Response posted on behalf of Tavistock And Portman NHS Foundation Trust:

These procedures are governed by law and from good practice guidelines (in this case from the Department of Health and the Royal College of Psychiatrists). Our procedure is derived from the national guidelines issued by the Department of Health, in fact it has used them word for word in section 2:

“Records selected for archival preservation and no longer in regular use by the

organisation should be transferred as soon as possible to an archival institution

(for example a Place of Deposit) that has adequate storage and public access

facilities and no later than 30 years from creation of the record, as required by

the Public Records Act.”

It may be that the commentator refers to the table in which reference is made to the Royal College of Psychiatrists’ guidelines for patients under sections of the Act:

“Mentally disordered persons (within the meaning of the Mental Health Act 1983) 20 years after the last entry in the record or 8 years after the patient’s death if patient died while in the care of the organisation.”

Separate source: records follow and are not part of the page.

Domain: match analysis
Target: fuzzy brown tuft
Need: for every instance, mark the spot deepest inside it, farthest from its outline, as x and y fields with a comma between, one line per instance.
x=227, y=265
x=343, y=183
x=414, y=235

“NB Mental health organisations may wish to keep mental health records for up to 30 years before review. Records must be kept as complete records for the first 20 years in accordance with this retention schedule but records may then be summarised and kept in summary format for the additional 10-year period.”

It is important to read the ‘nb’ which follows the 20-year reference, and refer to the Trust’s own procedure in section 2 above. In practice, this reference does not apply in any case as all Trust patients are voluntary.”